When buying or selling a business, the agreed-upon price often assumes a baseline financial position at closing. But what happens if that assumption turns out to be off? That’s where working capital adjustments come into play, and failing to properly address them can result in major post-closing disputes.
At Hadri Law, we regularly advise clients on how to structure and negotiate these adjustments to ensure financial fairness and minimize uncertainty in M&A transactions.
What Is Working Capital?
Working capital refers to the short-term liquidity of a business. It’s typically calculated as:
Current Assets – Current Liabilities
This includes items such as:
- Accounts receivable
- Inventory
- Prepaid expenses
- Accounts payable
- Accrued expenses
The purpose of a working capital adjustment is to ensure that, at closing, the business being acquired is transferred with an appropriate level of operational liquidity not stripped of cash or burdened with unplanned liabilities.

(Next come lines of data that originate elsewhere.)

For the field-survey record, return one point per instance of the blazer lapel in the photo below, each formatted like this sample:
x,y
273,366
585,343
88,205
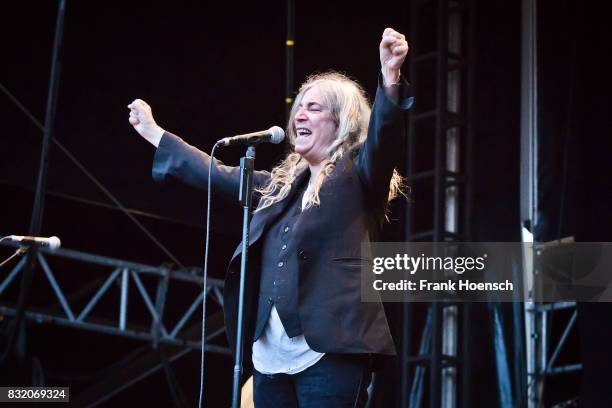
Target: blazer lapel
x,y
263,218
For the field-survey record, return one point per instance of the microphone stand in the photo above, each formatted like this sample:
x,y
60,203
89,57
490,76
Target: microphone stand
x,y
20,251
245,196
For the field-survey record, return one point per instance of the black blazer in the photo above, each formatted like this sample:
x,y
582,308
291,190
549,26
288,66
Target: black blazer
x,y
328,237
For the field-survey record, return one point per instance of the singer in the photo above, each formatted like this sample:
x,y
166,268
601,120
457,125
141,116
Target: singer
x,y
313,340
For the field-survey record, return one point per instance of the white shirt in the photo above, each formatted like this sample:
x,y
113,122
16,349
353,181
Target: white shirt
x,y
274,352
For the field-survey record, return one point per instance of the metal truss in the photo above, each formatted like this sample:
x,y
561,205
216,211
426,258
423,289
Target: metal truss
x,y
448,125
132,279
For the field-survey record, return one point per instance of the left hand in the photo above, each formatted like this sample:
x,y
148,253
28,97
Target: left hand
x,y
393,51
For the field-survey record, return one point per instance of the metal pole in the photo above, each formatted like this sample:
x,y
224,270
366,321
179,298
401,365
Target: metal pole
x,y
247,165
289,56
39,199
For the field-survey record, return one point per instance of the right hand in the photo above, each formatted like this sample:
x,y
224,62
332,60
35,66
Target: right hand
x,y
141,117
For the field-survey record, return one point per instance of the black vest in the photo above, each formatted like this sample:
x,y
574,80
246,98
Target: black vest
x,y
279,272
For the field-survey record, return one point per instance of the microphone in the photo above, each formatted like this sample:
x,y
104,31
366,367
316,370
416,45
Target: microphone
x,y
273,135
52,243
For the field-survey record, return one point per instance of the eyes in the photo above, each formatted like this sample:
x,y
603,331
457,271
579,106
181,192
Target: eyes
x,y
312,107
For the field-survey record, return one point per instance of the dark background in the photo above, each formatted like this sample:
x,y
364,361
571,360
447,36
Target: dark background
x,y
210,70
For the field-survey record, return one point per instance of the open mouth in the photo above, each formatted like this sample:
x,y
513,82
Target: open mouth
x,y
304,132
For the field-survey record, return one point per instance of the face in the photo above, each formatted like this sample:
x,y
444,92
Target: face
x,y
314,127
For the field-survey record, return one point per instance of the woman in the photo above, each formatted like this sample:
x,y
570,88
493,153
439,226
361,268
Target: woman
x,y
313,337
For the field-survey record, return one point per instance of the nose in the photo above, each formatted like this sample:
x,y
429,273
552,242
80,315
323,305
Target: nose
x,y
300,115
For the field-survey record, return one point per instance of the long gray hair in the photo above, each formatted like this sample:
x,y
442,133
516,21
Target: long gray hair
x,y
350,112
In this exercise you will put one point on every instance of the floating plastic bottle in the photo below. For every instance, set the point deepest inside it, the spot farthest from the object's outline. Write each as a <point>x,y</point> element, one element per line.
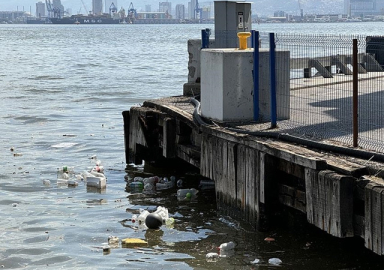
<point>143,215</point>
<point>227,246</point>
<point>136,185</point>
<point>134,218</point>
<point>275,261</point>
<point>186,194</point>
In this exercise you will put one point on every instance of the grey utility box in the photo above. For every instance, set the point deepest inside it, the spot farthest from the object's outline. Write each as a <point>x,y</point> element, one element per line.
<point>231,17</point>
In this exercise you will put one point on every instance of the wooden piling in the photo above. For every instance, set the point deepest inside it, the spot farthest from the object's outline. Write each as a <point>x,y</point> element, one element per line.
<point>255,177</point>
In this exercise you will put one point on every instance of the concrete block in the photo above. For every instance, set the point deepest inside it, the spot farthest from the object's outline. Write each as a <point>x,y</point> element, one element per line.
<point>227,84</point>
<point>194,47</point>
<point>191,89</point>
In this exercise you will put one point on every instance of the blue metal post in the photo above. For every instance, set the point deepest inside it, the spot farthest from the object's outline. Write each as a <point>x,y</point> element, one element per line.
<point>256,60</point>
<point>205,33</point>
<point>272,71</point>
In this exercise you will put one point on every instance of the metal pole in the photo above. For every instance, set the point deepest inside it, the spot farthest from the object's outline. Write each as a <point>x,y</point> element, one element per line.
<point>355,94</point>
<point>256,83</point>
<point>205,33</point>
<point>272,71</point>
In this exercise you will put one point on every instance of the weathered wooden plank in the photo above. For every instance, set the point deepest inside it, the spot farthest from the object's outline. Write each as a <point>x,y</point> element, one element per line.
<point>231,179</point>
<point>225,176</point>
<point>291,168</point>
<point>126,119</point>
<point>189,153</point>
<point>358,226</point>
<point>368,215</point>
<point>286,195</point>
<point>292,153</point>
<point>376,220</point>
<point>251,186</point>
<point>310,176</point>
<point>203,156</point>
<point>240,177</point>
<point>262,162</point>
<point>330,200</point>
<point>169,138</point>
<point>300,201</point>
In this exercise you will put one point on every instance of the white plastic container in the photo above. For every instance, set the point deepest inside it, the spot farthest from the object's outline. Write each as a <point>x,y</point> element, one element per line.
<point>166,185</point>
<point>136,185</point>
<point>97,182</point>
<point>143,215</point>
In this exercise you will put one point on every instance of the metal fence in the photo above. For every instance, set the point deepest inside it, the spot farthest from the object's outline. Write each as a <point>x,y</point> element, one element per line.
<point>321,88</point>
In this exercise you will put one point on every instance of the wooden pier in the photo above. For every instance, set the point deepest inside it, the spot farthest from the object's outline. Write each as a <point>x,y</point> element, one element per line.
<point>340,194</point>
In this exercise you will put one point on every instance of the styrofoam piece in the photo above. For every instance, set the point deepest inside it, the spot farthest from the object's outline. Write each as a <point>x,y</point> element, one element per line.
<point>97,182</point>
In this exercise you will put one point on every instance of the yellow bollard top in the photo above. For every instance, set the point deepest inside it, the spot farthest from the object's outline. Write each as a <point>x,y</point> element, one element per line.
<point>243,39</point>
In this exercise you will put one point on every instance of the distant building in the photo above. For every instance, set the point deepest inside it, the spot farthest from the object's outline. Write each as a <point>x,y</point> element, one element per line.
<point>205,13</point>
<point>363,7</point>
<point>151,15</point>
<point>108,4</point>
<point>12,16</point>
<point>165,7</point>
<point>97,7</point>
<point>279,14</point>
<point>40,9</point>
<point>180,12</point>
<point>57,5</point>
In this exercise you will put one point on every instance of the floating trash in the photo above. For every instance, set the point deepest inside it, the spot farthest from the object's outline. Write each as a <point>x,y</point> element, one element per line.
<point>113,241</point>
<point>186,194</point>
<point>207,185</point>
<point>212,257</point>
<point>269,239</point>
<point>153,221</point>
<point>256,261</point>
<point>46,182</point>
<point>133,242</point>
<point>275,261</point>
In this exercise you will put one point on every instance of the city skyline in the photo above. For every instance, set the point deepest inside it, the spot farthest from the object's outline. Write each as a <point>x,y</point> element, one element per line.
<point>259,7</point>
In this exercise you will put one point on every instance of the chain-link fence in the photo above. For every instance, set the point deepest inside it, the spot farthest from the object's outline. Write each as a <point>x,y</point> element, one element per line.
<point>321,87</point>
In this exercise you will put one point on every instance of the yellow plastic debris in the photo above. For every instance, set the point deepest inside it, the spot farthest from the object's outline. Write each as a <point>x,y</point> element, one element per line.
<point>133,242</point>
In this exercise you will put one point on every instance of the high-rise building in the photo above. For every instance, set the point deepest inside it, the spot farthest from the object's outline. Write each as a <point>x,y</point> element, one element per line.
<point>363,7</point>
<point>108,4</point>
<point>40,9</point>
<point>97,7</point>
<point>165,7</point>
<point>58,6</point>
<point>180,12</point>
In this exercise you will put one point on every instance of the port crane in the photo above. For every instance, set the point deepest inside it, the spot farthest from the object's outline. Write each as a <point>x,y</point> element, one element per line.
<point>56,12</point>
<point>85,7</point>
<point>198,11</point>
<point>131,13</point>
<point>301,10</point>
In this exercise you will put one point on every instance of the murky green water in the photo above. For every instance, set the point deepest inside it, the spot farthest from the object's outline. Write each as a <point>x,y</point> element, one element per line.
<point>62,91</point>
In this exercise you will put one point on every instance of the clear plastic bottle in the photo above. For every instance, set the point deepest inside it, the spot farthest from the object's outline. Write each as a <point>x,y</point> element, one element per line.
<point>134,218</point>
<point>143,215</point>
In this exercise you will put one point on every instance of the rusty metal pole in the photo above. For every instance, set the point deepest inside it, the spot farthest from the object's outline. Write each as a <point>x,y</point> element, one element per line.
<point>355,94</point>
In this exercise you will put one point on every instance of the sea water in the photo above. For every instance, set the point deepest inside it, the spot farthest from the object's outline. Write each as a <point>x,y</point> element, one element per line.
<point>62,91</point>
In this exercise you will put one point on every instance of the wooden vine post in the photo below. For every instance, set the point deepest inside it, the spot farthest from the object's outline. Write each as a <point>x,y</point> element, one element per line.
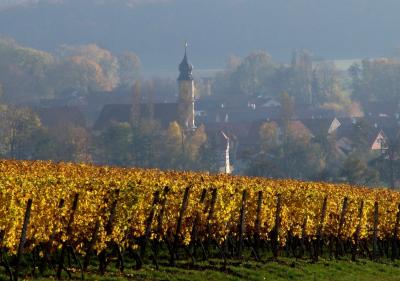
<point>303,236</point>
<point>276,230</point>
<point>375,233</point>
<point>109,229</point>
<point>90,247</point>
<point>49,245</point>
<point>339,241</point>
<point>68,233</point>
<point>242,224</point>
<point>210,217</point>
<point>159,229</point>
<point>22,239</point>
<point>149,222</point>
<point>395,240</point>
<point>194,233</point>
<point>319,238</point>
<point>258,225</point>
<point>185,202</point>
<point>354,247</point>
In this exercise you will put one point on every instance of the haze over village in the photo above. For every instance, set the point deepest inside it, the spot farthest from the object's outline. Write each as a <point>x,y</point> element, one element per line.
<point>237,87</point>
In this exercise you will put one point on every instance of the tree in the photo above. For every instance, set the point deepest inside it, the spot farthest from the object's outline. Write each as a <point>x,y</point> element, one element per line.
<point>129,69</point>
<point>356,171</point>
<point>114,145</point>
<point>24,72</point>
<point>18,125</point>
<point>86,69</point>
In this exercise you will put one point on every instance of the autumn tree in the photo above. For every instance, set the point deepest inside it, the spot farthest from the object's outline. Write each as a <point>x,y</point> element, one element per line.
<point>129,69</point>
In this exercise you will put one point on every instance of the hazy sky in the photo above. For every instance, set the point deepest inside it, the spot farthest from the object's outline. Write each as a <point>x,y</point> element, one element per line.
<point>156,29</point>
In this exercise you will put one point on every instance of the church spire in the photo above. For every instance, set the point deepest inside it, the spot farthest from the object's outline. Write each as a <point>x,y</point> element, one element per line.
<point>185,68</point>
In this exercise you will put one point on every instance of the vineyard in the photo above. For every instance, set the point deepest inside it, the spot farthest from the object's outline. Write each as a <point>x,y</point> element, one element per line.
<point>63,216</point>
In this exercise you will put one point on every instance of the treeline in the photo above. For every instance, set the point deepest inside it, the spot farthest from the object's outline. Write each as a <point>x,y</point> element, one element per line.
<point>29,75</point>
<point>285,149</point>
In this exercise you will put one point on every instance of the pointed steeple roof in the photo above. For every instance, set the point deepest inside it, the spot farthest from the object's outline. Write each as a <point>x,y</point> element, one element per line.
<point>185,68</point>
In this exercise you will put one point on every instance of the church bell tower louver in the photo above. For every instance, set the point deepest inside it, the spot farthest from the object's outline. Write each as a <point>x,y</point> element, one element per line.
<point>186,94</point>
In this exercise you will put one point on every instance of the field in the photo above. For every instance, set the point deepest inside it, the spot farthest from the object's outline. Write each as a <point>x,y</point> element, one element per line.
<point>62,218</point>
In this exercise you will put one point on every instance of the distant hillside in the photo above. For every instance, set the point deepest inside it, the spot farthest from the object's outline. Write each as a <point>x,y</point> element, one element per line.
<point>156,29</point>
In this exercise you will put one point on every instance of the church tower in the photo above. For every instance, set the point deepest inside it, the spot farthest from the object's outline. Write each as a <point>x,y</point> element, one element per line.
<point>186,94</point>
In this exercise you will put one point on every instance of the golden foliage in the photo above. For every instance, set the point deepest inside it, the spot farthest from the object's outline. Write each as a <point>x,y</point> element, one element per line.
<point>47,183</point>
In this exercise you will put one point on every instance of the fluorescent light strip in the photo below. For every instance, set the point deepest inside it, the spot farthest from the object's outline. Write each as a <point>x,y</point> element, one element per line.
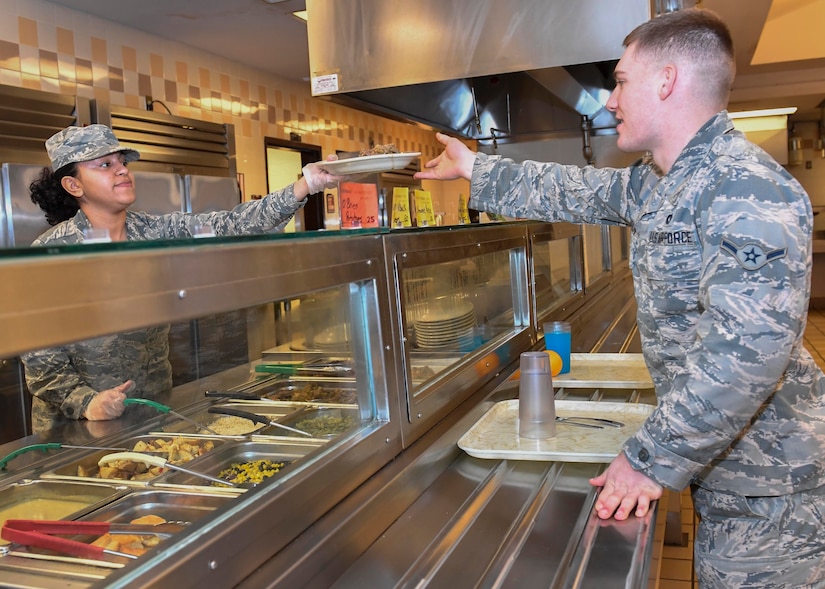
<point>765,112</point>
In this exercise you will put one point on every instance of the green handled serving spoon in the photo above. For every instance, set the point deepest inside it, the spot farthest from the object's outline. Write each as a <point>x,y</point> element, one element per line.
<point>166,409</point>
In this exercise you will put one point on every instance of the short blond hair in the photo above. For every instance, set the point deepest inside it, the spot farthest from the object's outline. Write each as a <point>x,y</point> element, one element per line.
<point>694,36</point>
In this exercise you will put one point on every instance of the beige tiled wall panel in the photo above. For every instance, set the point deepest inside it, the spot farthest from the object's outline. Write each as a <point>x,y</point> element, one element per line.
<point>49,47</point>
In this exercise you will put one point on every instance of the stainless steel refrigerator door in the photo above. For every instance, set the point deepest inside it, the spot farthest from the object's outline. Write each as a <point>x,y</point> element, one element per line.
<point>205,194</point>
<point>158,193</point>
<point>24,221</point>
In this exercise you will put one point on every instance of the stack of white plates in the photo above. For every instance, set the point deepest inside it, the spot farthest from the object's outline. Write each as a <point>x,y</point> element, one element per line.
<point>332,339</point>
<point>446,324</point>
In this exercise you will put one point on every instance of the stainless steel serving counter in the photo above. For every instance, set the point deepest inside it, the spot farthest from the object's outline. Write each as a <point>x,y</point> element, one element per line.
<point>438,517</point>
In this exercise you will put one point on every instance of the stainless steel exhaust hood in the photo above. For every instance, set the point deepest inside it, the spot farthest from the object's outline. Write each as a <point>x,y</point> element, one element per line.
<point>483,69</point>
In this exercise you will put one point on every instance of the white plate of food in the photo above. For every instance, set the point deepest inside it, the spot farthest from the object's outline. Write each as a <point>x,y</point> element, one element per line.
<point>369,164</point>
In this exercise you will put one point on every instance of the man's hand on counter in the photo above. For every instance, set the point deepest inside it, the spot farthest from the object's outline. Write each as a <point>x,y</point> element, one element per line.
<point>108,404</point>
<point>624,489</point>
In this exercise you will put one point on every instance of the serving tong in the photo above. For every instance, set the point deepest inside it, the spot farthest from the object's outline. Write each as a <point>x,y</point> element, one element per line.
<point>591,422</point>
<point>44,534</point>
<point>256,418</point>
<point>160,461</point>
<point>292,369</point>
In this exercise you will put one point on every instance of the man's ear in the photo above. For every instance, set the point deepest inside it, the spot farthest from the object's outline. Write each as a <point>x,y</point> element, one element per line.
<point>667,80</point>
<point>71,185</point>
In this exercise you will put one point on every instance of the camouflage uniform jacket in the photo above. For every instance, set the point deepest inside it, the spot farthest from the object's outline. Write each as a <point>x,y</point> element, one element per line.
<point>64,379</point>
<point>721,262</point>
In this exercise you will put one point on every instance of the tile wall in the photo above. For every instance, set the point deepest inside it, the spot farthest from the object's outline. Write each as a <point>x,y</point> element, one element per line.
<point>48,47</point>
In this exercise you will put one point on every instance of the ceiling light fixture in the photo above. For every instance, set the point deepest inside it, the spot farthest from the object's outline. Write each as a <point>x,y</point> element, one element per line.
<point>762,112</point>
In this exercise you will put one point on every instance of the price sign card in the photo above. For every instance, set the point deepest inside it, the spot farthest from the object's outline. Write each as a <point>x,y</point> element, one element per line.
<point>359,205</point>
<point>401,207</point>
<point>424,213</point>
<point>463,212</point>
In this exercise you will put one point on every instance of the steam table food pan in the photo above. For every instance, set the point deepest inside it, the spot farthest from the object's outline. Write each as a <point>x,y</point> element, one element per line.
<point>241,453</point>
<point>310,390</point>
<point>324,422</point>
<point>181,506</point>
<point>52,500</point>
<point>271,410</point>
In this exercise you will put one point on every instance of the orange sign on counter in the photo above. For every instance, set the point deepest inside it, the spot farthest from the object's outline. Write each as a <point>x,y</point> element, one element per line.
<point>358,204</point>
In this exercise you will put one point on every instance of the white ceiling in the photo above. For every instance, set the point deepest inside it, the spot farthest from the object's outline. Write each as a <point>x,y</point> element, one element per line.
<point>785,36</point>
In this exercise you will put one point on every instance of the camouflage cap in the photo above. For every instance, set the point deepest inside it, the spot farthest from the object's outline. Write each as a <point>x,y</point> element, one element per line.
<point>81,144</point>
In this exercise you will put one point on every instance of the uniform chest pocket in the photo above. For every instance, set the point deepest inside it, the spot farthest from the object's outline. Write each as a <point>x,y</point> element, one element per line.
<point>669,271</point>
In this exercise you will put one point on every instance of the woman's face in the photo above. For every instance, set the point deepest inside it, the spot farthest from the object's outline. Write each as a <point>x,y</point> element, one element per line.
<point>105,184</point>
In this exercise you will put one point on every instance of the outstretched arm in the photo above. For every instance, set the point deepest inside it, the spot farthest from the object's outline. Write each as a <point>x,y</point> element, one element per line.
<point>456,161</point>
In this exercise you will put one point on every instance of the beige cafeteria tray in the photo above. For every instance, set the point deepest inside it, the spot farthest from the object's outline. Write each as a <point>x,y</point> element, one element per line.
<point>605,371</point>
<point>495,435</point>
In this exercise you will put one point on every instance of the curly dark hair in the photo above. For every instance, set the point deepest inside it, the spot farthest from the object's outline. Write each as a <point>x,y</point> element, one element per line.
<point>49,194</point>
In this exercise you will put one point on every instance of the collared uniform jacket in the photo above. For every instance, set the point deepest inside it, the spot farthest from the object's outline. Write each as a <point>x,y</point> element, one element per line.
<point>721,261</point>
<point>64,379</point>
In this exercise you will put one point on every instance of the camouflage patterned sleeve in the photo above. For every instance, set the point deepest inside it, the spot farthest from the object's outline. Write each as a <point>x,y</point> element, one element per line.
<point>734,404</point>
<point>251,217</point>
<point>51,378</point>
<point>554,192</point>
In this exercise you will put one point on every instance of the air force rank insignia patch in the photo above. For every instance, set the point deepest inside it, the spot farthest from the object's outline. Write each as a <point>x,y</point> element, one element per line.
<point>751,256</point>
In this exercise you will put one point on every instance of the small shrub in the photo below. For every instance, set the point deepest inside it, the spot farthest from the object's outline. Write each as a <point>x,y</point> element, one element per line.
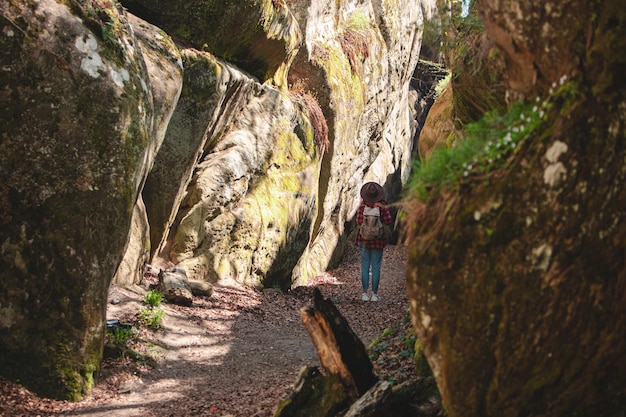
<point>121,336</point>
<point>153,298</point>
<point>152,317</point>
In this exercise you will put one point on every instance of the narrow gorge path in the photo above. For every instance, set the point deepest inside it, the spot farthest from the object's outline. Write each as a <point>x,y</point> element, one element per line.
<point>235,353</point>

How Working Capital Adjustments Work
- Establish a Target Working Capital (TWC):
This is typically based on historical averages or normalized levels required to operate the business. - Measure at Closing:
A working capital calculation is done shortly before or after closing, based on the actual financial data on the closing date. - Adjustment to Purchase Price:
- If actual working capital is below the target, the seller owes the shortfall to the buyer.
- If actual working capital is above the target, the buyer owes the excess to the seller.
Why They Matter
- Protects buyers from overpaying if the seller pulls out value before closing.
- Protects sellers from unexpected post-closing deductions when they’ve left the business well-capitalized.
- Reduces disputes by aligning expectations around cash flow and financial operations at the time of sale.
Common Pitfalls to Avoid
- Unclear definition of working capital: Always define what’s included or excluded (e.g., cash, intercompany receivables).
- Lack of agreed methodology: Disputes often arise over accounting methods, cutoff dates, or inventory valuation.
- No dispute resolution clause: If parties disagree on the final calculation, a resolution process (like a neutral accountant review) should be built into the agreement.
How Hadri Law Helps
- Work alongside your accountant to define a defensible and fair working capital target
- Draft precise language in the purchase agreement to reduce ambiguity
- Negotiate dispute resolution mechanisms to avoid costly litigation
- Protect your position whether you’re a buyer safeguarding your investment or a seller securing your value
Final Thoughts
Working capital adjustments may seem technical, but they can significantly impact the net proceeds of a transaction. Whether you’re acquiring a new business or preparing to sell, it’s critical to get this right and that starts with experienced legal advice.